Big news for a guy who was once a very big deal around here. Reports LA’s CBS 2: “Paul Magers announced his retirement Wednesday after 38 years in television news, including the past 13 years as an evening news anchor with CBS2 in Los Angeles. In an interview Wednesday with CBS2’s Pat Harvey, Magers announced he had been in treatment for alcohol addiction and was looking forward to sobriety, retirement and spending more time with family. Magers said: ‘By retiring now while I’m relatively young and healthy, I look forward to doing all the things with family and friends that are hard to schedule when you have a full-time job that includes odd hours. I definitely won’t miss putting on a suit, tie and make-up, except on Halloween. And I am excited to now have the time to pursue my longtime passion, amateur puppeteering.'”
Yeah, until there’s serious money for infrastructure, you might want to think about this one. A Strib editorial says, “Who’s for allowing heavier trucks laden with construction materials on state and county roads and city streets? Not Hennepin County Sheriff Rich Stanek and more than a dozen other sheriffs around the state. Stanek says heavier trucks “take longer to come to a complete stop, are less stable and have more brake maintenance problems” than lighter ones. Not county officials. Dakota County Commissioner Tom Egan says allowing heavier trucks to rumble away from the several aggregate material suppliers in the south metro area would cost his county’s taxpayers an additional $30 million a year in road repairs.”
Good thing coal is going to make a comeback. Steven Mufson of the Washington Post says, “Westinghouse, one of the most storied names in the nuclear energy business, filed for bankruptcy protection on Wednesday, dealing a blow to the future of the nuclear power industry and leaving question marks about the future of four reactors under construction in the United States. In Minnesota, Westinghouse is a vendor for Xcel Energy’s two nuclear plants in the state, providing fuel fabrication and refueling services, Xcel said in a statement.”
Everyone, move to Carver county. Says Kate Raddatz at WCCO-TV, “New figures list Carver County as the healthiest in the state of Minnesota. The Robert Wood Johnson Foundation just released its annual health rankings, which showed Carver County atop all other counties for health outcomes, and also listed Olmsted County at the top of the list for health factors. The foundation explained health outcomes represent ‘how healthy counties are within the state,’ whereas health factors represent ‘an estimate of the future health of counties as compared with other counties within a state’, based on health behaviors, clinical care, and other environmental factors.”
Reinsurance is so sexy.
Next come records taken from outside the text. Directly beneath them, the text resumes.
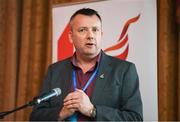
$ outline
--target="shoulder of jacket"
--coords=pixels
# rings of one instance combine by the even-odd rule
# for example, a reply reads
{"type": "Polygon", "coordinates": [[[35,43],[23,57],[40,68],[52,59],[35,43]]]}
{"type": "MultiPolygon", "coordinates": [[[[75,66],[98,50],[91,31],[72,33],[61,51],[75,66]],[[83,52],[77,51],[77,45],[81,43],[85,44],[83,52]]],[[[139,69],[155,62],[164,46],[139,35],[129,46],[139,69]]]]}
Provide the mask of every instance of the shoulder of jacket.
{"type": "Polygon", "coordinates": [[[108,60],[111,62],[111,64],[113,65],[134,65],[134,63],[130,62],[130,61],[126,61],[126,60],[122,60],[122,59],[119,59],[119,58],[116,58],[116,57],[113,57],[113,56],[110,56],[110,55],[105,55],[106,58],[108,58],[108,60]]]}
{"type": "Polygon", "coordinates": [[[55,63],[53,63],[53,64],[50,64],[49,65],[49,68],[60,68],[60,67],[64,67],[64,66],[67,66],[67,65],[69,65],[70,64],[70,62],[71,62],[71,57],[69,57],[69,58],[66,58],[66,59],[64,59],[64,60],[62,60],[62,61],[57,61],[57,62],[55,62],[55,63]]]}

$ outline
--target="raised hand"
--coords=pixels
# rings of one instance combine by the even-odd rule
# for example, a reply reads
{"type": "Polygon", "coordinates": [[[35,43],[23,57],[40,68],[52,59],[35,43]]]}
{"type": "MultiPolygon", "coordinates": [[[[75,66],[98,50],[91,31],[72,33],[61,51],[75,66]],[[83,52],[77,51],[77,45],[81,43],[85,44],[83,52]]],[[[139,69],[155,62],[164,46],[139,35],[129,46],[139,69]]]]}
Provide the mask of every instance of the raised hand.
{"type": "Polygon", "coordinates": [[[64,106],[67,109],[75,109],[89,117],[91,116],[90,111],[94,107],[86,93],[80,89],[76,89],[75,92],[71,92],[66,96],[64,106]]]}

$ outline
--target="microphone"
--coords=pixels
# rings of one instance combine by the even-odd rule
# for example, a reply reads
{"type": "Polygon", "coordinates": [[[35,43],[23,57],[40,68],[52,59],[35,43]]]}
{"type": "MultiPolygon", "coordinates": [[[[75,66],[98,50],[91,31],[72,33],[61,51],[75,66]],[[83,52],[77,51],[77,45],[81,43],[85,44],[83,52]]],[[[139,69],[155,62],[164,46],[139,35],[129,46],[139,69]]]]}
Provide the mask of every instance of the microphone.
{"type": "Polygon", "coordinates": [[[10,113],[21,110],[21,109],[26,108],[28,106],[40,104],[41,102],[46,101],[46,100],[50,99],[51,97],[59,96],[60,94],[61,94],[61,89],[60,88],[54,88],[50,92],[45,93],[42,96],[36,97],[32,101],[30,101],[30,102],[28,102],[28,103],[26,103],[20,107],[17,107],[13,110],[10,110],[10,111],[0,112],[0,119],[3,119],[6,115],[8,115],[10,113]]]}
{"type": "Polygon", "coordinates": [[[40,104],[43,101],[49,100],[51,97],[59,96],[61,94],[60,88],[54,88],[50,92],[43,94],[42,96],[39,96],[33,100],[34,103],[40,104]]]}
MPR’s Brian Bakst says, “Saying they cannot afford to wait for a congressional rewrite of the nation’s health laws, House and Senate negotiators announced a deal on a bill that aims to rein in soaring health insurance costs in Minnesota. The proposal would prop up the individual insurance market by creating a reinsurance program to help insurers cover expensive medical claims. Lawmakers are expected to finalized the legislation later Wednesday.” Is there a re-re-insurance market?
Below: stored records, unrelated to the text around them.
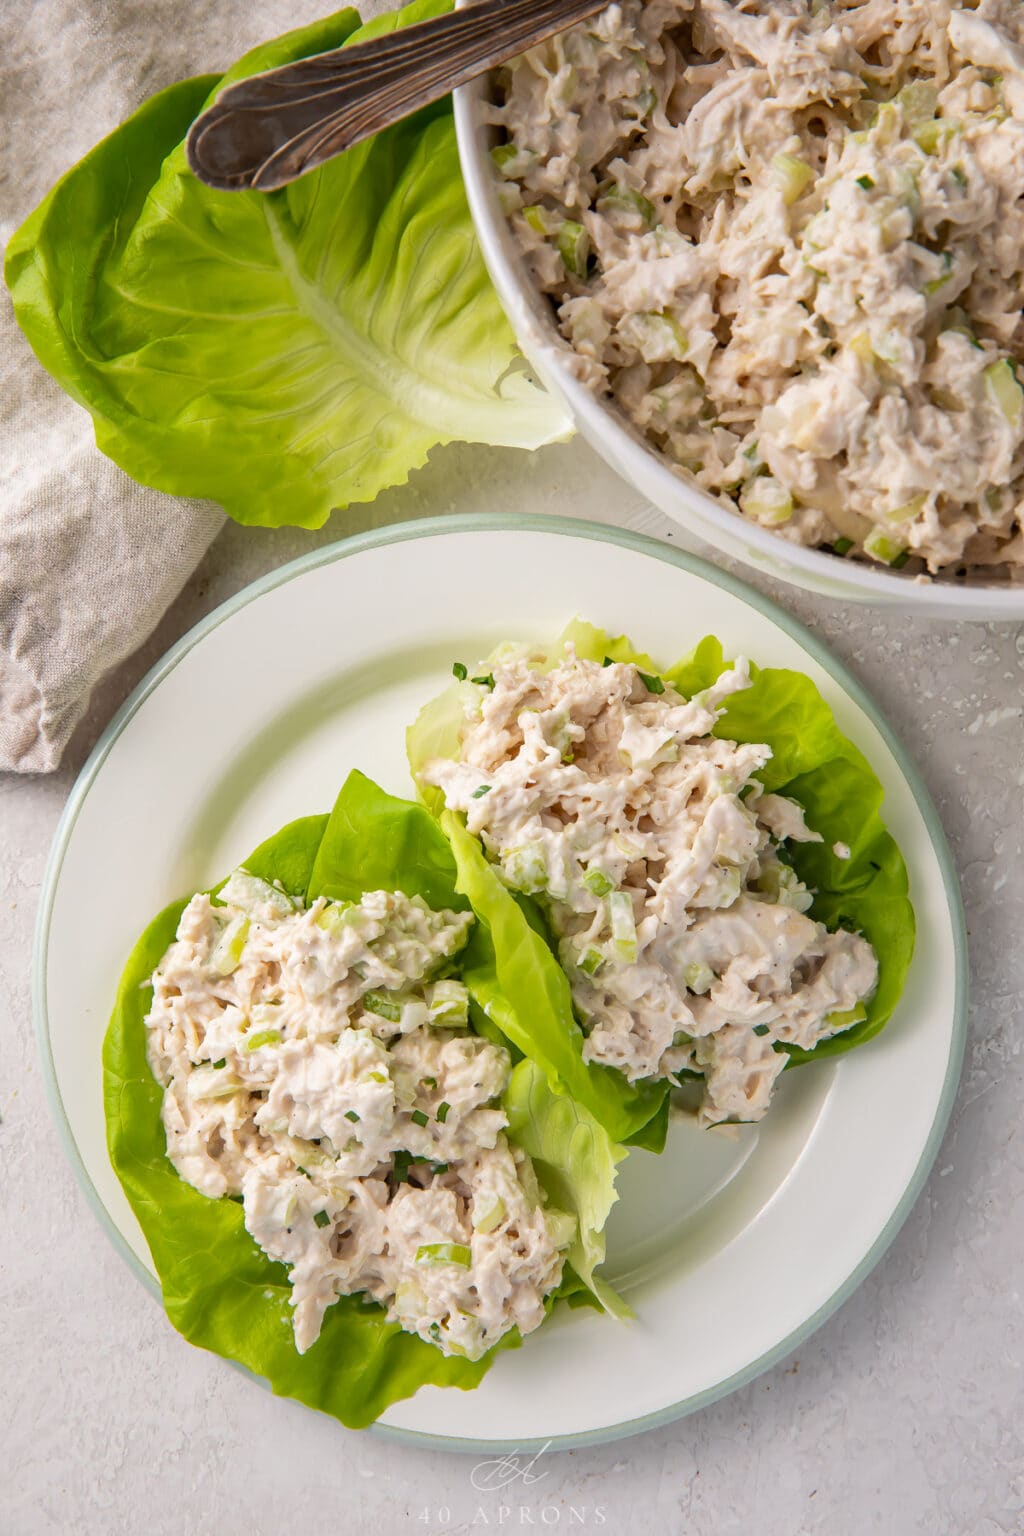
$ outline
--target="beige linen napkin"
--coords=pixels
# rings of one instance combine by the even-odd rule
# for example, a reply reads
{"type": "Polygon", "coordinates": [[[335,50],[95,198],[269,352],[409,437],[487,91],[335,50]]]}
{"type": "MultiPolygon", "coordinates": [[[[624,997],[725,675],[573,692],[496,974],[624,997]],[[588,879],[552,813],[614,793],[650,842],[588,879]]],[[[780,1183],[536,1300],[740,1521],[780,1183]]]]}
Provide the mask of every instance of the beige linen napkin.
{"type": "MultiPolygon", "coordinates": [[[[146,96],[226,68],[329,9],[323,0],[0,5],[0,241],[146,96]]],[[[94,684],[152,631],[223,521],[211,503],[136,485],[99,453],[90,418],[36,362],[3,290],[0,769],[57,766],[94,684]]]]}

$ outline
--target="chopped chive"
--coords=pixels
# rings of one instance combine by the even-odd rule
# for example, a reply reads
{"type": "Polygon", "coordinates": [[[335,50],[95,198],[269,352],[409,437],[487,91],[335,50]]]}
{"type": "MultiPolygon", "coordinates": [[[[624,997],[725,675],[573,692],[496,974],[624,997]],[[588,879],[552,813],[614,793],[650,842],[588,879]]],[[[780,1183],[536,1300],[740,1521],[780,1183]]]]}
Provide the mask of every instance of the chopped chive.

If this really happens, there’ll only be one thing left worth living for in North Dakota. At MPR, Bob Collins writes, “Hockey is pretty big in Grand Forks. But not for women. Not anymore. The University of North Dakota sent eight players to the Olympics in women’s hockey. Five more players are heading for the 2017 IIHF Women’s World Championship. Ten might play in next February’s Olympics. But, no woman will ever again play hockey in Grand Forks. … The school is shutting the program down. It’s one of the most successful in the country.”
The person who crashed an SUV into a state building? Mara Gottfried of the PiPress says, “Police have identified the driver suspected of striking the Minnesota Department of Administration building in St. Paul on Tuesday as a 16-year-old boy. He’s also suspected to have been in a crash at a St. Paul high school about 15 minutes earlier, police said Wednesday.” Now … back in my day … we actually took driver training.